Survey of the seroprevalence of brucellosis in ruminants in Tajikistan

2007 
BRUCELLOSIS due to Brucella melitensis causes reproductive wastage and reduced milk production in affected livestock and is an important zoonosis. The disease in human beings is serious and long-lasting, and often results in chronic and disabling sequelae. In Tajikistan, the disease was apparently reasonably well controlled in Soviet times by a state-mandated control programme that relied mainly on test and slaughter and some vaccination with Brucella abortus strain 82 vaccine. The serious deterioration in disease control programmes following independence from the Soviet Union in 1991 led to disease breakdowns like those experienced in similarly affected countries such as Kazakhstan (Taleski and others 2002) and Kosovo (Jackson and others 2004). There are now widespread concerns among public health agencies that the incidence of the disease in human beings is increasing, but lack of funds, numerous small farm units, outdated legislation, disruption to communications in winter and uncontrolled movements of livestock are major impediments to the disease control programmes undertaken by the Tajikistan Ministry of Agriculture. Subsistence farming has been widely practised in Tajikistan since the early 1990s following the divestment of state-owned collective farming systems to private ownership of animals. Now, approximately 80 per cent of households own livestock, mostly sheep and goats and smaller numbers of cattle. Kishlak (village) household flocks and herds are grazed collectively close by as a unit for most of the year, but many kishlaks participate in annual migrations to highaltitude summer pastures where the flocks and herds are grazed collectively. The productivity of the livestock is generally low owing to poor utilisation of pastures, uncontrolled breeding, low reproduction rates, and high mortalities of young sheep and goats due to diseases such as peste des petits ruminants and foot-and-mouth disease.
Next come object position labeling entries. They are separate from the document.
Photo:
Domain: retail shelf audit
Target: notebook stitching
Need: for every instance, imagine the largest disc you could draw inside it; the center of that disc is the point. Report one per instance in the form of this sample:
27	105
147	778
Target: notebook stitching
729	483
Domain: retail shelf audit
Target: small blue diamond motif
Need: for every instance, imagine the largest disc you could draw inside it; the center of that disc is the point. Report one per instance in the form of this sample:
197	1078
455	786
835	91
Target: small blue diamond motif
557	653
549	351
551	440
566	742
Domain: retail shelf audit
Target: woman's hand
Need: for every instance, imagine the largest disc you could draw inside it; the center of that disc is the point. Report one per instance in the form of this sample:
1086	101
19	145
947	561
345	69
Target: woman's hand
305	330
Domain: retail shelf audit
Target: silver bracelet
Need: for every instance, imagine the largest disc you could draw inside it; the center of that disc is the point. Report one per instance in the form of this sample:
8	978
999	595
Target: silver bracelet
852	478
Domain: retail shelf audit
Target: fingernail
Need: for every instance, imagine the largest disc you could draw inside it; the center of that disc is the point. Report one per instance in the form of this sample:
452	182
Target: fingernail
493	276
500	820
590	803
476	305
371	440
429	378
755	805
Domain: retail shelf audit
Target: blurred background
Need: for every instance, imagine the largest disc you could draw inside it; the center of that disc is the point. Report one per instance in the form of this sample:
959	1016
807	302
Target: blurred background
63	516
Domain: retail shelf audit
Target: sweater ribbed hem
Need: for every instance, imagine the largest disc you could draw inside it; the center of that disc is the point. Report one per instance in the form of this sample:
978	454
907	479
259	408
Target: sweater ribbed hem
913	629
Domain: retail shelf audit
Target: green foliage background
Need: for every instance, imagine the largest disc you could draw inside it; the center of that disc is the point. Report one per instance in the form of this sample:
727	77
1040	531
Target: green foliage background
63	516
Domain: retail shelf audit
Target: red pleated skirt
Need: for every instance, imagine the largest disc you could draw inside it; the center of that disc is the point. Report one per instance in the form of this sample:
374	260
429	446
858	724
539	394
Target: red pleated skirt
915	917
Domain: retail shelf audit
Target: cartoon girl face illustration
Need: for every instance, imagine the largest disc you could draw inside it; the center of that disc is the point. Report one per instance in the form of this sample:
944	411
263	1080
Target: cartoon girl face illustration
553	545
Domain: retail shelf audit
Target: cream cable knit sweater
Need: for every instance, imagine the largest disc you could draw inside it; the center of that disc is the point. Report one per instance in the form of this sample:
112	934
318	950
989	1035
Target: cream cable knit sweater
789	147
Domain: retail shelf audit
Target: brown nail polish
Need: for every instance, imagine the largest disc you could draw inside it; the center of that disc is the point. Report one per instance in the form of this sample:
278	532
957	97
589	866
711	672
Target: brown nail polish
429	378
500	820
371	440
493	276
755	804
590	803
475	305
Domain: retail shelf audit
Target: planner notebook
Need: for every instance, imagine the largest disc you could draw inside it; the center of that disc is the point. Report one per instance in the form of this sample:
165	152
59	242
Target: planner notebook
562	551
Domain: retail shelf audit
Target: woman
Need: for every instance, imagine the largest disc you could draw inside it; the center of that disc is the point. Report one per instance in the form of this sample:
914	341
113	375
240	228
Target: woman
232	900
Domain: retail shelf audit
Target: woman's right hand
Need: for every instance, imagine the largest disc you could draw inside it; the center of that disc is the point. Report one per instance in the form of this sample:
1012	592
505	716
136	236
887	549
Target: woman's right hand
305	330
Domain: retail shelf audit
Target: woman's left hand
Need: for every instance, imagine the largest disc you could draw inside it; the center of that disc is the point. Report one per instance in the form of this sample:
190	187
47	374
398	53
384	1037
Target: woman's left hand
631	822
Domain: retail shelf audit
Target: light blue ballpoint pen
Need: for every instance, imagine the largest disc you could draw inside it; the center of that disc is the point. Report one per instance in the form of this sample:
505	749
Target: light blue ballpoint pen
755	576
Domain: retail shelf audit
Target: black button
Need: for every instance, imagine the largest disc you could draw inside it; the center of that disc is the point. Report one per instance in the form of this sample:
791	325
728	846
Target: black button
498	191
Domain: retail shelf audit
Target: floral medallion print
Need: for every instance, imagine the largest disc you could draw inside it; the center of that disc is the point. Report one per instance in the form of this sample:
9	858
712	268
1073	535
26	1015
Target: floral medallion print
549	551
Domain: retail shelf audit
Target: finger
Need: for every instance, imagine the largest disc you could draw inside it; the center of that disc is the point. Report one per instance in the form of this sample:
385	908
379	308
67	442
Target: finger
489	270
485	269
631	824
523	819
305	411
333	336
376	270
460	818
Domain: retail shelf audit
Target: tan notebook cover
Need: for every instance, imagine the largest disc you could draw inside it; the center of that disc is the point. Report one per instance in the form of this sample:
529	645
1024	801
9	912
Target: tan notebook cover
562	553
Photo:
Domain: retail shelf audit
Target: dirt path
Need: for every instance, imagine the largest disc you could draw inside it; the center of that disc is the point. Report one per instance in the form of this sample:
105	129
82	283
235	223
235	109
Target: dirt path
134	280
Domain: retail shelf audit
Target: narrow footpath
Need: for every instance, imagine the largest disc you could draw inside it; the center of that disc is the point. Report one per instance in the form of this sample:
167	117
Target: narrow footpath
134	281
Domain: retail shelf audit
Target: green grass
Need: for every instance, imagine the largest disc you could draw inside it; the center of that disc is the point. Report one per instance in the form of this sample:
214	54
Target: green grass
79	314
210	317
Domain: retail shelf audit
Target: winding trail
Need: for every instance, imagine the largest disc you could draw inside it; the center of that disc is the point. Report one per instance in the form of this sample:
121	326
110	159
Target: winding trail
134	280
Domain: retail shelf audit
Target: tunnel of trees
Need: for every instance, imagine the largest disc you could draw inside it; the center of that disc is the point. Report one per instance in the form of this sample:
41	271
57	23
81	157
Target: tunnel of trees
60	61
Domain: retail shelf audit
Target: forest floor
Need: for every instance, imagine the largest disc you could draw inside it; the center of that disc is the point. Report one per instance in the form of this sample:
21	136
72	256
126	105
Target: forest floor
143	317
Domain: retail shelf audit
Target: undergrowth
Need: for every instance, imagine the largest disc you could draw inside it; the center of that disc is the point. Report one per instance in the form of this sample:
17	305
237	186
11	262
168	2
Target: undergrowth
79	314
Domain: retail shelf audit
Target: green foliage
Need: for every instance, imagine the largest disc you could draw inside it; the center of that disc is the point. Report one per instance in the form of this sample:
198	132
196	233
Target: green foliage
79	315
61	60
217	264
The objectives of this survey were, first, to determine the seroprevalence of brucellosis in sheep and goats in two of the four oblasts (provinces) in Tajikistan, that is, the Region of Republican Subordination (RRS) and Khatlon, in sheep, goats and cattle in urban kishlaks (suburban villages) in the cities of Kurgan Tube and Dushanbe, and in cattle on 11 government dairy farms; and secondly, to provide information that could be used in human and animal disease control programmes.